The company could not quantify the increase in speed, but said that each time an ad is served, the technology more quickly analyzes the user’s geographic location, device, site, widget and layout and the recommendation for content.
The algorithm selects the network with the highest predicted CPM from among the content recommendation providers working with the publisher before serving the ad to the user based on real-time analysis, according to Yuval Nahum, vice president of product at WhizzCo.
“These are challenging times for publishers, he wrote in an email to Search & Performance Marketing Daily. “While there are more than 40 content recommendation vendors, they all won’t have the best or highest paying advertisers for publishers in every category all of the time. That’s kind of like expecting your local produce stand to have amazing avocados and strawberries for sale every single day.”
While all would love to receive the best produce daily, it is more likely that some days they won’t and the neighboring stand -- which may source from different places -- will, he wrote.

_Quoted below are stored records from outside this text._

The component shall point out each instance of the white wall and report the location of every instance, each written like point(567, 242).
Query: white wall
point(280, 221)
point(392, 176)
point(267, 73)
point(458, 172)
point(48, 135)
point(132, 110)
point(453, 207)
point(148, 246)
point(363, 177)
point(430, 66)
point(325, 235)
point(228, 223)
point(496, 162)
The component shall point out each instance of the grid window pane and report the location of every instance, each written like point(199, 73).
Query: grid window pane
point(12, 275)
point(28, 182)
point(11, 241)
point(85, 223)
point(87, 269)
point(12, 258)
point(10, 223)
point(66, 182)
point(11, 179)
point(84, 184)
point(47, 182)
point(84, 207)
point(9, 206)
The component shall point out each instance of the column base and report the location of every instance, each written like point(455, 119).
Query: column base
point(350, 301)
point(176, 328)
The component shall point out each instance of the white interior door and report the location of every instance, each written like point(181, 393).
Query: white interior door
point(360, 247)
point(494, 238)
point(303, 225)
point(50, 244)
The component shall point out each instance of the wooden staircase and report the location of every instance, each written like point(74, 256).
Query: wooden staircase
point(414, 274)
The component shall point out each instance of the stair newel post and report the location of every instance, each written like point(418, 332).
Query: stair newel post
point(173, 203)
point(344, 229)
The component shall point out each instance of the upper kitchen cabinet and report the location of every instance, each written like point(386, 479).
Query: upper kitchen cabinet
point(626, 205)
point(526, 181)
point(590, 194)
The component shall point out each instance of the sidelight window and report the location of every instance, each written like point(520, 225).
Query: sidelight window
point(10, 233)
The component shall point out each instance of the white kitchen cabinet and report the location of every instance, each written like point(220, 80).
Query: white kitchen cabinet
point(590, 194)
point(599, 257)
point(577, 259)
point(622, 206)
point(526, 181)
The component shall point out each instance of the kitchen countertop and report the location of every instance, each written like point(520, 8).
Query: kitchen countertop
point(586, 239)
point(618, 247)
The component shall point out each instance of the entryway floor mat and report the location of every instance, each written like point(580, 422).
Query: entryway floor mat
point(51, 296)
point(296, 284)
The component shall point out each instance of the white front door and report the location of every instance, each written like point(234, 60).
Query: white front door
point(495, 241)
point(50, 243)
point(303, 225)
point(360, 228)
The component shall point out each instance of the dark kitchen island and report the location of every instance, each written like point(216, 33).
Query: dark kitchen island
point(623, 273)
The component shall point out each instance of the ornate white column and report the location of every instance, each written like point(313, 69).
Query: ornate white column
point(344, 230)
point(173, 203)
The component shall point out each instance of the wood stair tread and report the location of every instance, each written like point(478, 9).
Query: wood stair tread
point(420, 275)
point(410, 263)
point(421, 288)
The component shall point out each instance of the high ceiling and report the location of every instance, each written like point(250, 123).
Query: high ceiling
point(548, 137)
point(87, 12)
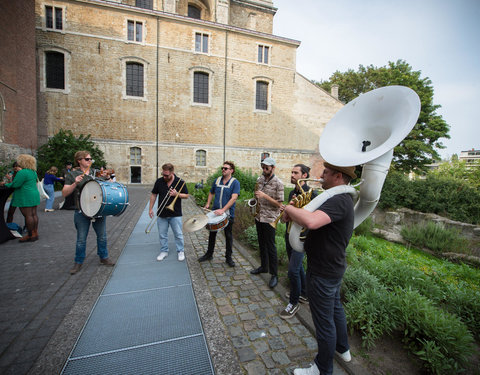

Optimization is not just about the highest CPM, but rather, serving the most appropriate ad.
WhizzCo is vendor-agnostic. The publisher can work with as many content-recommendation vendors as they choose such as Outbrain and similar companies to generate the highest ad revenue from among all possible ads.
Publishers either pay WhizzCo a percentage of revenue or a fee, regardless of the continuous optimization technology.
Content recommendation does not offer real-time programmatic bidding, like most forms of digital advertising. The ad serving is at the discretion of the content recommendation vendor.
When asked to cite the greatest challenge for the year, Nahum pointed to “educating the market about the negative impact of exclusive revenue-share agreements on their bottom line. When there are a few dominant market leaders with tremendous financial resources, it is a challenge to break through and show publishers that a vendor-agnostic offering is best for businesses and advertisers.”
WhizzCo plans to solve the challenge by proving the financial value of its offering — one publisher at a time — generating between 30% and 40% more revenue for each. Also, by demonstrating stable performance over time is possible because when one vendor suffers a lull, another vendor takes the lead.